Flexible packaging market sets current benchmark

A new industry report puts the U.S. flexible packaging market at $42.6 billion. The figures offer a current benchmark for food manufacturers tracking pack formats, material demand, and investment direction.


IN Brief:

  • The latest FPA report places the U.S. flexible packaging market at $42.6 billion.
  • Food remains one of the format’s largest and most important end-use segments.
  • The report offers a current reference point for packaging demand, converting activity, and investment priorities.

The Flexible Packaging Association has published its latest state-of-industry report, placing the U.S. flexible packaging market at $42.6 billion and offering one of the clearest current benchmarks for the sector’s scale and direction.

The report points to a market that continues to hold a substantial position in the wider packaging mix, with flexible formats remaining deeply embedded across food applications. The segment accounts for roughly one-fifth of the total U.S. packaging market, keeping it in second place behind corrugated and confirming its continued industrial weight.

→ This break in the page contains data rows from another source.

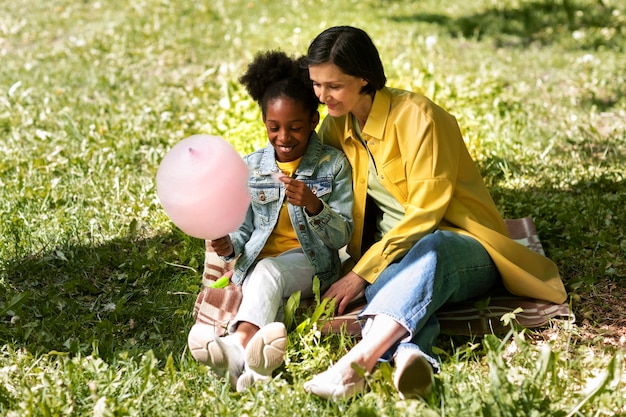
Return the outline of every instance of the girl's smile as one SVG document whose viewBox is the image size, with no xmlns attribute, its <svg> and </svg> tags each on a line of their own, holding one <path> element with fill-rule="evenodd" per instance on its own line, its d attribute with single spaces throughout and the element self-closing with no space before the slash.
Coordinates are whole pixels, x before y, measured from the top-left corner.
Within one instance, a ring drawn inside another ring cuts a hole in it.
<svg viewBox="0 0 626 417">
<path fill-rule="evenodd" d="M 267 103 L 263 121 L 276 159 L 289 162 L 306 152 L 311 132 L 319 122 L 319 113 L 311 115 L 302 103 L 279 97 Z"/>
</svg>

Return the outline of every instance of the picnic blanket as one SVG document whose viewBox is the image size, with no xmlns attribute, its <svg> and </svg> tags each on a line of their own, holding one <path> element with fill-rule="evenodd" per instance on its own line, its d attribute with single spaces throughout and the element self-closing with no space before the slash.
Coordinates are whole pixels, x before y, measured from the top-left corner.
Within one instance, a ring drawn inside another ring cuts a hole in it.
<svg viewBox="0 0 626 417">
<path fill-rule="evenodd" d="M 505 220 L 511 238 L 530 249 L 545 255 L 535 224 L 530 217 Z M 210 288 L 209 285 L 222 277 L 234 266 L 234 261 L 224 262 L 206 245 L 202 286 L 196 298 L 193 317 L 198 323 L 214 326 L 215 332 L 224 334 L 228 323 L 235 317 L 242 299 L 241 287 L 230 284 L 225 288 Z M 311 306 L 311 300 L 303 300 L 304 307 Z M 322 332 L 345 331 L 359 336 L 361 326 L 357 321 L 358 313 L 365 306 L 365 299 L 354 300 L 344 314 L 334 316 L 322 323 Z M 503 287 L 479 299 L 446 305 L 436 315 L 441 332 L 451 335 L 480 336 L 494 333 L 501 334 L 508 330 L 500 320 L 506 313 L 515 313 L 520 326 L 535 328 L 545 326 L 552 319 L 575 321 L 569 304 L 554 304 L 508 293 Z"/>
</svg>

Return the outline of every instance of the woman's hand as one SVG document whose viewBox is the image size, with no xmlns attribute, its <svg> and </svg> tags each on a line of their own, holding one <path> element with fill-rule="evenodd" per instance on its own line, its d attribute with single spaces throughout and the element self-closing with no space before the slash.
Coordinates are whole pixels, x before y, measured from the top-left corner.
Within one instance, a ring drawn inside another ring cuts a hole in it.
<svg viewBox="0 0 626 417">
<path fill-rule="evenodd" d="M 233 242 L 230 240 L 229 235 L 209 241 L 209 246 L 211 246 L 219 256 L 232 256 L 235 252 Z"/>
<path fill-rule="evenodd" d="M 285 184 L 285 196 L 287 202 L 294 206 L 304 207 L 311 216 L 319 214 L 324 205 L 309 187 L 302 181 L 298 181 L 287 175 L 280 177 L 280 181 Z"/>
<path fill-rule="evenodd" d="M 343 314 L 348 304 L 361 295 L 366 286 L 367 281 L 355 272 L 350 271 L 343 278 L 330 286 L 324 293 L 324 298 L 334 299 L 337 314 Z"/>
</svg>

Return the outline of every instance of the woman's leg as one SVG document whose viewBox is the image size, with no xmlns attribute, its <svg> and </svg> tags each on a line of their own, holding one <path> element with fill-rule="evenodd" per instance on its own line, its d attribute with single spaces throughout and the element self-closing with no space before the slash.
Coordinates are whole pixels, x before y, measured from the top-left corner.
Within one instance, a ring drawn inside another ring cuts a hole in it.
<svg viewBox="0 0 626 417">
<path fill-rule="evenodd" d="M 361 373 L 371 372 L 378 358 L 406 335 L 406 329 L 393 319 L 380 315 L 372 321 L 369 334 L 335 365 L 305 382 L 305 391 L 328 399 L 351 397 L 363 390 L 365 380 Z M 354 365 L 360 371 L 354 369 Z"/>
<path fill-rule="evenodd" d="M 326 398 L 352 394 L 362 386 L 353 363 L 371 371 L 379 358 L 389 360 L 404 349 L 415 353 L 405 369 L 415 368 L 414 360 L 420 357 L 438 369 L 432 355 L 439 333 L 435 311 L 446 302 L 484 293 L 498 278 L 491 258 L 475 239 L 446 231 L 424 237 L 366 289 L 368 304 L 361 318 L 367 322 L 361 341 L 305 389 Z"/>
<path fill-rule="evenodd" d="M 389 265 L 365 292 L 367 306 L 361 318 L 385 315 L 406 329 L 395 348 L 418 348 L 435 368 L 432 346 L 439 335 L 435 312 L 444 304 L 486 293 L 500 274 L 482 245 L 472 237 L 435 231 L 421 239 L 399 261 Z M 364 337 L 369 333 L 367 324 Z M 374 335 L 375 337 L 375 335 Z"/>
</svg>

The annual study pulls together data on market size, mergers and acquisitions, imports and exports, production trends, end-use demand, and key operating pressures. For food manufacturers, the headline value matters less as a historical datapoint than as a marker of where the market stands now. Flexible packaging remains a scale format across snacks, bakery, frozen foods, fresh produce, ingredients, pouches, and a wide range of convenience-led applications.

That matters because food manufacturers are making packaging decisions in a market that is under pressure from several directions at once. Material efficiency remains under scrutiny, sustainability requirements continue to tighten, and pack formats are increasingly expected to balance shelf appeal, barrier performance, machinability, and cost control in the same design brief. A current market benchmark helps show which formats are still commanding investment and where suppliers believe demand remains durable.

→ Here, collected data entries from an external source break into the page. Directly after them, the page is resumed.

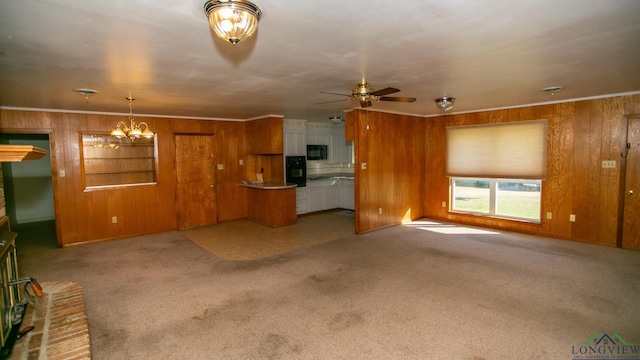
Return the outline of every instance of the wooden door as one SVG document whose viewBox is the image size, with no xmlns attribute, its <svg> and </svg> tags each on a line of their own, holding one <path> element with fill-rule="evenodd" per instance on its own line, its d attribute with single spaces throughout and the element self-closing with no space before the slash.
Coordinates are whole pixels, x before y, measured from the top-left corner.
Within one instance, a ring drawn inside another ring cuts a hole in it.
<svg viewBox="0 0 640 360">
<path fill-rule="evenodd" d="M 176 135 L 178 226 L 218 222 L 213 135 Z"/>
<path fill-rule="evenodd" d="M 627 144 L 622 247 L 640 250 L 640 118 L 629 119 Z"/>
</svg>

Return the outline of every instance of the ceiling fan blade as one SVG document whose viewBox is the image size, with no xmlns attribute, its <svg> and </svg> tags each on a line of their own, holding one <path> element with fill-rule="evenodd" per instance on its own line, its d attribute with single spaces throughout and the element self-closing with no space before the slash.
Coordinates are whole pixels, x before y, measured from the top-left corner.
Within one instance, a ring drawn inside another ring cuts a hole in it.
<svg viewBox="0 0 640 360">
<path fill-rule="evenodd" d="M 351 99 L 340 99 L 340 100 L 323 101 L 323 102 L 316 103 L 316 105 L 318 105 L 318 104 L 329 104 L 329 103 L 334 103 L 334 102 L 343 102 L 343 101 L 349 101 L 349 100 L 351 100 Z"/>
<path fill-rule="evenodd" d="M 398 101 L 398 102 L 414 102 L 416 101 L 416 98 L 412 98 L 412 97 L 395 97 L 395 96 L 383 96 L 380 99 L 378 99 L 380 101 Z"/>
<path fill-rule="evenodd" d="M 326 91 L 320 91 L 320 94 L 340 95 L 340 96 L 348 96 L 348 97 L 351 97 L 351 95 L 338 94 L 338 93 L 332 93 L 332 92 L 326 92 Z"/>
<path fill-rule="evenodd" d="M 388 88 L 376 90 L 376 91 L 374 91 L 374 92 L 372 92 L 370 94 L 373 95 L 373 96 L 385 96 L 385 95 L 397 93 L 398 91 L 400 91 L 400 89 L 388 87 Z"/>
<path fill-rule="evenodd" d="M 371 101 L 360 101 L 360 106 L 369 107 L 371 106 Z"/>
</svg>

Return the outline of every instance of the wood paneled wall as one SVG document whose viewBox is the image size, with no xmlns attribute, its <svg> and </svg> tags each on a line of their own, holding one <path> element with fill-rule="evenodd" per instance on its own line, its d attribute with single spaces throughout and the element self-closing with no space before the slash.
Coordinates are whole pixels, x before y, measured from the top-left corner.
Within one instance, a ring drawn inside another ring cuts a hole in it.
<svg viewBox="0 0 640 360">
<path fill-rule="evenodd" d="M 79 132 L 110 131 L 126 116 L 0 110 L 0 132 L 49 132 L 58 243 L 123 238 L 177 229 L 174 134 L 215 134 L 218 221 L 247 217 L 246 191 L 238 186 L 246 156 L 245 123 L 137 117 L 157 133 L 157 185 L 87 191 L 82 185 Z M 60 177 L 60 171 L 65 176 Z M 117 216 L 113 224 L 111 217 Z"/>
<path fill-rule="evenodd" d="M 422 216 L 616 245 L 620 153 L 624 118 L 640 113 L 640 95 L 618 96 L 515 109 L 420 118 L 374 111 L 346 114 L 346 136 L 355 140 L 356 232 Z M 455 214 L 445 176 L 445 129 L 535 119 L 548 120 L 547 179 L 542 187 L 541 224 Z M 616 160 L 603 169 L 603 160 Z M 367 169 L 360 169 L 366 162 Z M 383 213 L 378 214 L 382 208 Z M 569 215 L 576 221 L 570 222 Z"/>
<path fill-rule="evenodd" d="M 422 217 L 424 118 L 354 110 L 346 121 L 355 143 L 356 233 Z"/>
<path fill-rule="evenodd" d="M 620 152 L 624 115 L 640 112 L 640 95 L 448 115 L 426 119 L 424 215 L 561 239 L 616 245 Z M 542 224 L 454 214 L 445 176 L 445 128 L 455 125 L 547 119 L 547 179 L 542 185 Z M 603 160 L 616 160 L 603 169 Z M 570 222 L 569 215 L 576 221 Z"/>
</svg>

The report also lands at a point when flexible packaging is being asked to do more rather than less. It is carrying more of the burden around downgauging, product protection, transport efficiency, and convenience-led portioning, while also being pushed to improve recyclability and incorporate recycled content where practical. That tension has not weakened the format’s role. If anything, it has made technical performance more central to its future.

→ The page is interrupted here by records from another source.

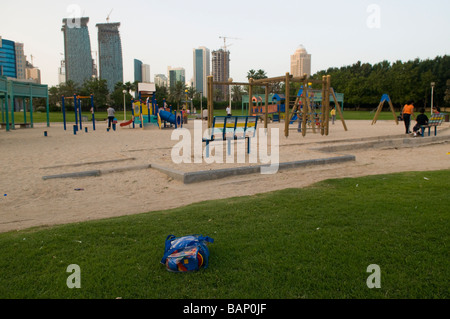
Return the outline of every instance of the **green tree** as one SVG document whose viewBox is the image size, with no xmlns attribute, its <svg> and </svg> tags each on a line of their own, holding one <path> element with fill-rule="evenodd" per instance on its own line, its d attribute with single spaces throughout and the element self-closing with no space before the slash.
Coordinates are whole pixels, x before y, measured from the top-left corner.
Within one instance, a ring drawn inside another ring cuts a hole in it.
<svg viewBox="0 0 450 319">
<path fill-rule="evenodd" d="M 186 84 L 177 81 L 173 87 L 170 88 L 169 100 L 171 103 L 177 105 L 177 110 L 180 110 L 181 101 L 184 100 L 186 94 Z"/>
<path fill-rule="evenodd" d="M 109 99 L 108 84 L 106 80 L 103 79 L 88 79 L 84 81 L 79 94 L 82 96 L 90 96 L 91 94 L 93 94 L 95 108 L 104 108 Z M 82 108 L 84 110 L 90 110 L 90 102 L 83 103 L 82 105 Z"/>
</svg>

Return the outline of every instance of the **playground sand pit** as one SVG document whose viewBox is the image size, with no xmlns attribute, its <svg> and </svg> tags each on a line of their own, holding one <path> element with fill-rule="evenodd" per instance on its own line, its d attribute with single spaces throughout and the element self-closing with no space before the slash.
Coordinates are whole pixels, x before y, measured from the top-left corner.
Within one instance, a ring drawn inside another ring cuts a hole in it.
<svg viewBox="0 0 450 319">
<path fill-rule="evenodd" d="M 312 161 L 352 155 L 354 160 L 324 165 L 280 169 L 276 174 L 245 174 L 205 180 L 195 184 L 167 174 L 233 170 L 259 166 L 248 155 L 238 163 L 237 151 L 221 163 L 213 156 L 195 163 L 194 142 L 191 163 L 174 162 L 173 129 L 118 128 L 107 132 L 97 123 L 96 131 L 76 135 L 62 124 L 35 124 L 33 129 L 0 131 L 0 232 L 35 226 L 81 222 L 170 209 L 191 203 L 254 195 L 284 188 L 305 187 L 315 182 L 402 171 L 450 168 L 450 125 L 443 123 L 437 137 L 405 135 L 403 123 L 394 121 L 340 121 L 330 124 L 328 136 L 308 130 L 305 137 L 291 125 L 284 137 L 284 123 L 269 125 L 268 150 L 276 149 L 271 134 L 279 129 L 280 163 Z M 259 127 L 262 127 L 258 123 Z M 185 125 L 193 133 L 194 124 Z M 203 122 L 206 127 L 206 122 Z M 47 136 L 44 136 L 47 131 Z M 261 142 L 261 140 L 259 140 Z M 262 143 L 262 142 L 261 142 Z M 204 151 L 204 143 L 202 149 Z M 261 148 L 252 141 L 252 152 Z M 179 153 L 179 152 L 178 152 Z M 175 152 L 176 154 L 176 152 Z M 253 153 L 254 154 L 254 153 Z M 273 155 L 273 154 L 271 154 Z M 272 158 L 274 164 L 275 157 Z M 198 160 L 198 158 L 197 158 Z M 309 163 L 309 162 L 308 162 Z M 153 168 L 150 168 L 153 165 Z M 75 174 L 70 175 L 70 174 Z M 208 173 L 206 173 L 208 174 Z M 65 177 L 65 178 L 62 178 Z"/>
</svg>

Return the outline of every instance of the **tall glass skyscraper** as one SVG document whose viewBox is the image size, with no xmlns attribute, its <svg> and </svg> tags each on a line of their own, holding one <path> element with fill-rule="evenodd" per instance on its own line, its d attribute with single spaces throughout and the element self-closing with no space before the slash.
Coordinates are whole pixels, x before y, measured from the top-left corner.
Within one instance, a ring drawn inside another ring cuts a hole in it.
<svg viewBox="0 0 450 319">
<path fill-rule="evenodd" d="M 210 51 L 205 47 L 194 49 L 194 87 L 203 96 L 208 95 L 206 77 L 210 74 Z"/>
<path fill-rule="evenodd" d="M 134 59 L 134 81 L 142 82 L 142 61 Z"/>
<path fill-rule="evenodd" d="M 93 74 L 91 41 L 89 38 L 89 18 L 63 19 L 61 31 L 64 33 L 64 57 L 66 81 L 82 85 Z"/>
<path fill-rule="evenodd" d="M 17 78 L 16 49 L 13 41 L 0 38 L 0 75 Z"/>
<path fill-rule="evenodd" d="M 98 51 L 100 79 L 106 80 L 108 90 L 114 91 L 117 82 L 123 82 L 122 41 L 120 23 L 99 23 Z"/>
<path fill-rule="evenodd" d="M 170 88 L 175 87 L 177 82 L 185 83 L 186 82 L 186 71 L 184 68 L 172 68 L 169 66 L 167 68 L 167 74 L 169 76 L 168 85 Z"/>
</svg>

For converters and food manufacturers alike, the latest figures show that flexible packaging remains firmly established in mainstream production planning. It is still drawing demand, still shaping machinery and materials choices, and still central to how a large share of food products reach market.

As cost control, EPR-related pressures, material innovation, and infrastructure limits all feed into packaging strategy, growth in the category is likely to depend less on simple volume expansion and more on which structures can meet competing performance and compliance demands. That makes the report useful beyond its headline number. It gives the market a live reference point just as packaging teams are being forced to make more technical, more commercial, and more regulatory decisions at the same time.